The implementation of the NEW restructuring program, adopted in August 2006 to ensure a sustained improvement in the efficiency of the Bayer CropScience subgroup, continued as planned in 2007. This program centered on restructuring in the United Kingdom, India, North America and Germany. Production of the active ingredient ethofumesate at the facility in Widnes, U.K., will cease in mid-2008 and it will be produced in India in the future. An agreement has been reached with LANXESS, which also has production facilities at the Thane site in India, on the closure of this site, so the restructuring plan can now proceed as scheduled. In Germany the shutdown of the Griesheim plant took place on schedule and is now virtually complete. In North America a number of individual measures were undertaken to improve efficiency, including the transfer of several compounding operations to Kansas City. Total restructuring expenses for this project amounted to €97 million, comprising €21 million in severance payments, €10 million in write-downs and €66 million in other restructuring expenses.
 
The extensive restructuring program introduced in the Bayer Schering Pharma Division following the acquisition of Schering, Berlin, Germany, in 2006 continued in 2007. The aim is to consolidate Bayer’s pharmaceutical activities in parallel with the integration progress and ensure uniform operation of the business in the interests of the Bayer Group as a whole. During 2007 the local subsidiaries of Bayer Schering Pharma AG were integrated into the established Bayer organization in most countries. The field forces and marketing functions of these Bayer Schering Pharma subsidiaries and the Pharmaceuticals division of Bayer HealthCare were merged in each case to form local Bayer Schering Pharma divisions. The global research and development activities are being consolidated in the future at the Berlin and Wuppertal sites in Germany and at Berkeley, California, United States. Total expenses for the restructuring related to the Bayer Schering Pharma integration amounted to €506 million in 2007 and included €159 million in severance payments, €88 in accelerated depreciation and write-downs and €259 million in other restructuring expenses.
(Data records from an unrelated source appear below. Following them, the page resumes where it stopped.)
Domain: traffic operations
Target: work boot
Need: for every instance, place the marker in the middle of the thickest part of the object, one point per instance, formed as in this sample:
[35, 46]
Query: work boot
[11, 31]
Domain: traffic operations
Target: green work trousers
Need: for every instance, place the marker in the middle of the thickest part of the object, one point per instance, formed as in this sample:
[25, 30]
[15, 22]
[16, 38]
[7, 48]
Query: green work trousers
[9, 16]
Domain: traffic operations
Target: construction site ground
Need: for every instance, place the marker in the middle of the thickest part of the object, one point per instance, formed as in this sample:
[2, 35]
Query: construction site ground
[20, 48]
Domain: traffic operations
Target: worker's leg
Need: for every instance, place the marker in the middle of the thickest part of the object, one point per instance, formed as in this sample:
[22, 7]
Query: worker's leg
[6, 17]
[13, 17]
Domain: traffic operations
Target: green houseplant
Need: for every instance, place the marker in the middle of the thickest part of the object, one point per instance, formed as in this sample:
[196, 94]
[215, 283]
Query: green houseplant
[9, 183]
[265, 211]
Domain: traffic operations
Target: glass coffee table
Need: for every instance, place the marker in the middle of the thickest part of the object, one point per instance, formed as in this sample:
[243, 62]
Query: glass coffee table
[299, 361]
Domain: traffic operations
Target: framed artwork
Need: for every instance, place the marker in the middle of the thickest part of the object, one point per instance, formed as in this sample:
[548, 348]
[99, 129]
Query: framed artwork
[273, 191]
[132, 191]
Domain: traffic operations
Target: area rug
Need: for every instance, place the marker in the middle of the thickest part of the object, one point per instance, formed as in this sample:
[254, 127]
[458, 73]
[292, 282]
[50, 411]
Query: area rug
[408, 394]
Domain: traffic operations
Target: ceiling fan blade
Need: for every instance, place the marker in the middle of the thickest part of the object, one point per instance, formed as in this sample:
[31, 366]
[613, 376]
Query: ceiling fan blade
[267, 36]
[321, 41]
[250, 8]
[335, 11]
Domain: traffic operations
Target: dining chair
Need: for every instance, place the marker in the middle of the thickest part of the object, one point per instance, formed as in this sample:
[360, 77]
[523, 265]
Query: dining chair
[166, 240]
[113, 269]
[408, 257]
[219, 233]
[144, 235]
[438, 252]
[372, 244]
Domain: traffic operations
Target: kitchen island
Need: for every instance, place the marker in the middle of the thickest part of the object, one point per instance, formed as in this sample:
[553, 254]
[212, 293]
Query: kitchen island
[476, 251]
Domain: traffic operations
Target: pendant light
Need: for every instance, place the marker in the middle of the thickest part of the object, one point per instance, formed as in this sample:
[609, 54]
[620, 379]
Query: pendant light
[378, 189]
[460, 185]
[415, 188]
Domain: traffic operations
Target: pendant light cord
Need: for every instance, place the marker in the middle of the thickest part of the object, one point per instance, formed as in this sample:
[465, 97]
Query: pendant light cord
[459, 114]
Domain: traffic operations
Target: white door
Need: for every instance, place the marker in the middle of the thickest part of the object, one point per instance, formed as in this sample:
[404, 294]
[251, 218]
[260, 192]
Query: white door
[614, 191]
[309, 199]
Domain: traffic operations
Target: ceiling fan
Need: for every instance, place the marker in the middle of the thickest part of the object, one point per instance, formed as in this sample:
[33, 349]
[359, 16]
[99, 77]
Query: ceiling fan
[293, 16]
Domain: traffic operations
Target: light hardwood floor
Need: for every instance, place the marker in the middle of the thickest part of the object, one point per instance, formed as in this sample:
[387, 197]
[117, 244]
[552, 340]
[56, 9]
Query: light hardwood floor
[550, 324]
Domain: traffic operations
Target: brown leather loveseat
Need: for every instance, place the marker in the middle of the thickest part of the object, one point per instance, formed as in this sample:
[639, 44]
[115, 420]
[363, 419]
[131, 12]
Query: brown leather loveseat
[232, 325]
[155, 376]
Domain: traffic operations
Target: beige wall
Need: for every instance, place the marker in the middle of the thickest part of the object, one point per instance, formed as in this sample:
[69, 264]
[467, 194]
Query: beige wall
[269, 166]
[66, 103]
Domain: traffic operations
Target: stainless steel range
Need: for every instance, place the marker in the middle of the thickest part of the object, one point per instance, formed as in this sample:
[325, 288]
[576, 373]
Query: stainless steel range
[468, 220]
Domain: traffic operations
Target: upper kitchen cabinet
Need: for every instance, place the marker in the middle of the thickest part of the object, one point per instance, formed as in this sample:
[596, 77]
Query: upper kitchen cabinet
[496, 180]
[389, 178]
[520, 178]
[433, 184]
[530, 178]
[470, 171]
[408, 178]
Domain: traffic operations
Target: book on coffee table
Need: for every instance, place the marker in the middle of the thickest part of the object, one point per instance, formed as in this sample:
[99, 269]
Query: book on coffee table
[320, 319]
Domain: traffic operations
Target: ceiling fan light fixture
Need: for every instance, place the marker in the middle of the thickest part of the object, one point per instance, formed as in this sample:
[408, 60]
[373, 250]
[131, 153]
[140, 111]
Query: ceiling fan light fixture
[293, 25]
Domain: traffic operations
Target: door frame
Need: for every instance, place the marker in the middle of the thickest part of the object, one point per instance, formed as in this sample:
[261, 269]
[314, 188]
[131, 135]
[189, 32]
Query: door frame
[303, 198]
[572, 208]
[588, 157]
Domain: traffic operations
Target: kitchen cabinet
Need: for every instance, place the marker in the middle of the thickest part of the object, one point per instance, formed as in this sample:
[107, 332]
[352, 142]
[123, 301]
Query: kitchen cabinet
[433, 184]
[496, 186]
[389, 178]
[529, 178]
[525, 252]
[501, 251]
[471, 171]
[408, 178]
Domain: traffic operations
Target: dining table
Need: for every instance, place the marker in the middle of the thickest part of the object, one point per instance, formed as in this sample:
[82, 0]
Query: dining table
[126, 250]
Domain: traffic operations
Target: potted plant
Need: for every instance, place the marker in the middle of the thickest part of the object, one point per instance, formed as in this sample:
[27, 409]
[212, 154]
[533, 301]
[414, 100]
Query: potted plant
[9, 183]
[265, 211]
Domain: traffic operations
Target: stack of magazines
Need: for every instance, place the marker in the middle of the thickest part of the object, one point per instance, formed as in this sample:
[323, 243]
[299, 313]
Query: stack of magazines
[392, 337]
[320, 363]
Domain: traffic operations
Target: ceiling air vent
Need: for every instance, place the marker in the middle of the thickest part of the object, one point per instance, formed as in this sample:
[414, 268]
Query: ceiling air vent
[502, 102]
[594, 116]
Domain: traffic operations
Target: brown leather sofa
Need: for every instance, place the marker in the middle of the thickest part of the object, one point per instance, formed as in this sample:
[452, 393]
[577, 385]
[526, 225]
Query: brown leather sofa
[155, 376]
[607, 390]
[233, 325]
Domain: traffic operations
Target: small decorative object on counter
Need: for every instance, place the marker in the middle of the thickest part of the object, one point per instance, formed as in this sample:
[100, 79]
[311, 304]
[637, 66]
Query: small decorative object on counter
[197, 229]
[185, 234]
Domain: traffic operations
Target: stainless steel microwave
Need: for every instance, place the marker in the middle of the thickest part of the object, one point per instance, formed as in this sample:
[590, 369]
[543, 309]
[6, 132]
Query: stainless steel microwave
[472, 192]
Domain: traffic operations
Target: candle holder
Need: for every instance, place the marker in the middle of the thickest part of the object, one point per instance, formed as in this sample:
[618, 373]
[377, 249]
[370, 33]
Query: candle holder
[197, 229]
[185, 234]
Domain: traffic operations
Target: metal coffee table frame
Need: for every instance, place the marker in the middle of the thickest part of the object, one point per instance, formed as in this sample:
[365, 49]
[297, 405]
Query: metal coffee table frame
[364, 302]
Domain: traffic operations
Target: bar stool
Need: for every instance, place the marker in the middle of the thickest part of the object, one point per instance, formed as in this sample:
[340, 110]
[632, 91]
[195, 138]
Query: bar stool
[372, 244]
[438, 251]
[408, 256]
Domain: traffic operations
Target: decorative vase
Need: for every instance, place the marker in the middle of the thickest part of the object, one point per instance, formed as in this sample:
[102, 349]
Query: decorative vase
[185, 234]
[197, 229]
26.5 Trade-related commitments

Provisions for trade-related commitments amounted to €742 million on December 31, 2007 and comprised provisions for rebates, discounts and other price adjustments, provisions for product returns, outstanding invoices, pending losses and onerous contracts.

26.6 Litigations

Provisions for litigation-related expenses amounted to €404 million on December 31, 2007. The legal risks currently considered to be material are outlined in Note [32].

26.7 Miscellaneous provisions

Miscellaneous provisions comprise those for guarantees, product liability, asset retirement obligations (except where these are included in environmental provisions), contingent liabilities relating to acquisitions and provisions for miscellaneous liabilities.

Miscellaneous provisions amounted to €662 million on December 31, 2007.